His Kierkegaard is turned to the world, W. says. To politics! His is a Kierkegaard of the barricades, whose despair has caught fire, whose inwardness has become outwardness, whose religious faith has become ethical faith, has become political faith.
What is my Kierkegaard like, W. wonders. How many arms does he have? How many heads? Does my Hindu Kierkegaard dance? Hindu deities are always dancing, W. says.

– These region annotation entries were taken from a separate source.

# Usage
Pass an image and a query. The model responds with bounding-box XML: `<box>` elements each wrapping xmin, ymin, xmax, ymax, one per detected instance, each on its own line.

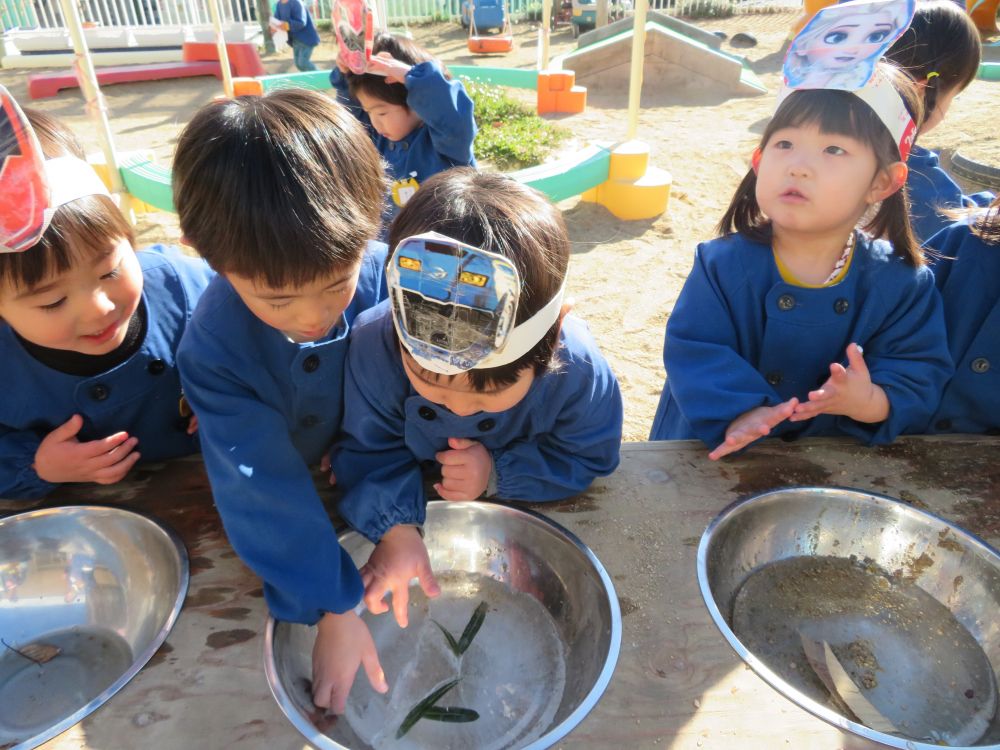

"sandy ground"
<box><xmin>0</xmin><ymin>12</ymin><xmax>1000</xmax><ymax>440</ymax></box>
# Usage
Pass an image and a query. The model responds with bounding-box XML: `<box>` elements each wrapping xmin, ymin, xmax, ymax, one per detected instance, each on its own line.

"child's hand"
<box><xmin>708</xmin><ymin>397</ymin><xmax>799</xmax><ymax>461</ymax></box>
<box><xmin>791</xmin><ymin>344</ymin><xmax>889</xmax><ymax>423</ymax></box>
<box><xmin>365</xmin><ymin>52</ymin><xmax>413</xmax><ymax>84</ymax></box>
<box><xmin>34</xmin><ymin>414</ymin><xmax>139</xmax><ymax>484</ymax></box>
<box><xmin>361</xmin><ymin>524</ymin><xmax>441</xmax><ymax>628</ymax></box>
<box><xmin>313</xmin><ymin>612</ymin><xmax>389</xmax><ymax>714</ymax></box>
<box><xmin>434</xmin><ymin>438</ymin><xmax>493</xmax><ymax>500</ymax></box>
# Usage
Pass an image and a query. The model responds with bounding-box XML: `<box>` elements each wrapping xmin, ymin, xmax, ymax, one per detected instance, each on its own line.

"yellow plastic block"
<box><xmin>582</xmin><ymin>141</ymin><xmax>673</xmax><ymax>221</ymax></box>
<box><xmin>608</xmin><ymin>141</ymin><xmax>649</xmax><ymax>180</ymax></box>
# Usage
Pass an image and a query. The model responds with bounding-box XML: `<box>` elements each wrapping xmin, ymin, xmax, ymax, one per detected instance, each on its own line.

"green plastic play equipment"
<box><xmin>979</xmin><ymin>62</ymin><xmax>1000</xmax><ymax>81</ymax></box>
<box><xmin>120</xmin><ymin>65</ymin><xmax>611</xmax><ymax>206</ymax></box>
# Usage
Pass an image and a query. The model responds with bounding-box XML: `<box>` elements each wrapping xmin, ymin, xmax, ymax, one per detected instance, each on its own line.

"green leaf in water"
<box><xmin>458</xmin><ymin>602</ymin><xmax>490</xmax><ymax>655</ymax></box>
<box><xmin>431</xmin><ymin>620</ymin><xmax>462</xmax><ymax>656</ymax></box>
<box><xmin>396</xmin><ymin>679</ymin><xmax>458</xmax><ymax>740</ymax></box>
<box><xmin>423</xmin><ymin>706</ymin><xmax>479</xmax><ymax>724</ymax></box>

The best Kierkegaard is the last Kierkegaard, W. says, the Kierkegaard who has curdled and lost all moderation. We, too, must let ourselves curdle and lose all moderation, W. says. Just as Kierkegaard called his opponent a glob of snot, we must call our opponents globs of snot, W. says. Just as Kierkegaard called the entirety of Christendom an invention of Satan, we must understand the entirety of Britain as an invention of Satan. Why don’t I see the extremes to which we must go?
Whitworth Park. Sometimes W. imagines we might walk our way to ideas, he says, as we wander through the trees. That to walk — if we walked far enough, hard enough — might also be to think. Or at the very least, to think about thinking. To have ideas about ideas, ideas about the ideas we might one day have.
But I’m no walker, that’s the problem, W. says. Not anymore. Was I ever a walker? W. wonders. Did he only imagine us walking together? Our walks to Cawsand, through Mount Edgcumbe, our walks to Whitley Bay, through Tynemouth and Cullercoats … He’s not sure anymore, W. says.
Of course, he’s a man of the promenade, W. says. He walks slowly, his torso held erect, looking all about him. He’s interested in the world, W. says, open to surprises! Not like me, who am always bent over, always looking at the space on the pavement immediately in front of my feet.